Documentation for the Java version of the neural network code

Documentation for the original C version of this assignment is also available (in PostScript format).

Although you will be able to use most of the code without modification, you will need to know a little bit about the routines and data structures, so that you can easily implement new output encodings for your networks.  The following sections describe each of the packages in a little more detail, but you should look at BPNN.java, facetrain.java, and PGMimage.java to see how the pieces all fit together.

In fact, it is probably a good idea to look over facetrain.java first, to see how the training process works.  You will notice that the set_target method in BPNN.java is called to set up the target vector for training.  You will also notice the routines show_performance_on_dataset, show_misclassified_images, and correct_response, which evaluate performance and compute error statistics.

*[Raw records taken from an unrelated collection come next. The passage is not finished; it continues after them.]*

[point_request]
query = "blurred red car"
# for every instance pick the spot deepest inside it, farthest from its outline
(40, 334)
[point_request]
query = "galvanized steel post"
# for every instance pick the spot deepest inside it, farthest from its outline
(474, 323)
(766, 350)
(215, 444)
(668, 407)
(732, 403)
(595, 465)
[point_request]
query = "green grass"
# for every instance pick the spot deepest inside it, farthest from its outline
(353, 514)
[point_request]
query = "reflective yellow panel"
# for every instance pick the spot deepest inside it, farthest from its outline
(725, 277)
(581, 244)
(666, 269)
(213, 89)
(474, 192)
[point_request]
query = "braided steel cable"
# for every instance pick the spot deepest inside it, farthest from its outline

You will almost certainly not need to use all of the information in the following sections, so don't feel like you need to know everything the packages do.  You should view these sections as reference guides for the packages, should you need information on data structures and routines.

Another fun thing to do is to use the output2pgm and hidden2pgm utilities to view the weights on connections in graphical form.  See the comments in the source code for information on how to use these programs.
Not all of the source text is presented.